Preston children's home worker Fred Wilding jailed for raping girls in his care

A paedophile pensioner has been jailed for raping vulnerable girls whilst working at a Preston children’s home in the 1970s.

Wednesday, 10th November 2021, 5:33 pm

Frederick Wilding, 80, of Windmill View, Wesham, was convicted in September after he was found guilty of raping and indecently assaulting three girls at Harris Park Children's Home.

At Preston Crown Court yesterday (Tuesday, November 9), the disgraced pensioner was sentenced to 9 years in prison. The 80-year-old paedophile was also ordered to sign the Sex Offender Register for the remainder of his life.

WATCH: In our video player above you can watch the moment when the Post knocked on Wilding's door in Wesham and asked him whether he would like to apologise to his victims. "I have nothing to apologise for," said the convicted rapist and paedophile.

Frederick Wilding, 80, of Windmill View, Wesham, has been jailed for 9 years after being found guilty of raping and indecently assaulting three girls at Preston's Harris Park Children's Home in the 1970s

All three girls were in their teens when they were preyed on by Wilding, Preston Crown Court heard. They cannot be identified for legal reasons.

At trial, he was found guilty of four counts of raping a child under 16 and was handed 9 years imprisonment on each count, but the jail terms will run concurrently.

Wilding was also found guilty of three counts of indecent assault against a girl under 14, but the 18 months imprisonment for these offences will also run concurrent with his rape sentence.

The pensioner had lived at the children's home in Garstang Road, run by Lancashire County Council, with his late wife Kathleen, who was employed as a house mother at the home in the 1970s. The couple's two daughters also lived there with them.

Wilding lived at Harris Park Children's Home in Garstang Road, Preston with his late wife Kathleen, who was employed as a house mother at the home in the 1970s, and their two daughters

One of the victims described how she was sent away from Holly House - the house run by Wilding and his wife on the Harris Park estate - to a separate house on the complex after Mrs Wilding discovered her diary and learned of her husband's heinous crimes.

During his trial, Preston Crown Court heard the first woman made abuse allegations against him in August 2000 but it was filed away and only resurrected when other allegations came to light regarding the children's home.

Tragically the woman died in February ahead of the trial and never saw her abuser face justice.

Jurors were played a video of her filmed in July 2019 in a care home in which she confirmed the contents of her statement to a police officer, who then read it aloud on the footage on her behalf, due to her ill health at the time.

It has been calculated that more than 2,200 vulnerable children had been cared for within the grounds of the Harris Park Children's Home, which was run by Lancashire County Council

The second victim, who gave evidence in person, confirmed she made a complaint statement in 2016 when she was spoken to about another resident at the home - Christopher Hartley - who was also tried for sexual offences.

She alleges she was indecently assaulted by Wilding aged 13, when she would get up early and do chores, and during the summer holidays when many children would return to their families during holidays.

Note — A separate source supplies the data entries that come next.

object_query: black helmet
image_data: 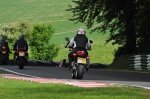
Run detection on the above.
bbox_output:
[77,28,86,35]
[1,36,5,41]
[19,35,24,39]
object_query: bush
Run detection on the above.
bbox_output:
[29,24,59,60]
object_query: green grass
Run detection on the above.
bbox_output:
[0,0,117,64]
[0,78,150,99]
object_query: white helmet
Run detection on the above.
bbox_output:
[77,28,86,35]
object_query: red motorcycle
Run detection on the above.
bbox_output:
[15,48,28,69]
[0,46,8,65]
[65,37,93,79]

A third woman said Wilding raped her as a child, pushing her onto the floor while she was wearing her nightie.

Wilding left the home in the early 1980s because his wife had been seriously ill.

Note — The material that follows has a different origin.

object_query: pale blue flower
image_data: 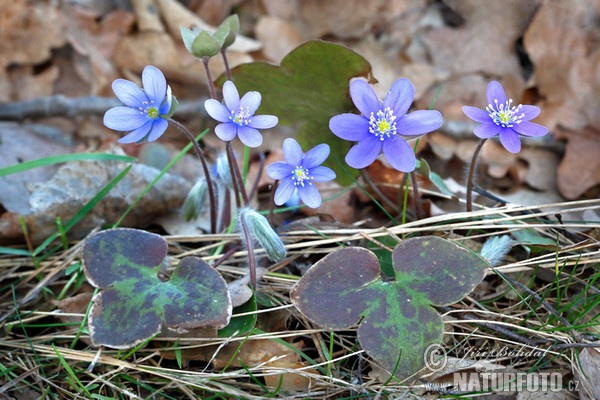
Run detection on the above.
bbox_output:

He had worked as a care assistant at Croft House, Freckleton, at John Booth's foundry in Preston, at the Royal Preston Hospital as a porter for a decade, and at Sion House in Ribbleton as a care assistant for 15 years.

The orphanage, which consisted of seven detached houses run by house parents, was opened in early November 1888 and leased to Lancashire County Council in 1940.

There were usually 12 children in each house and it has been calculated that more than 2,200 children had been cared for within the grounds of the institution.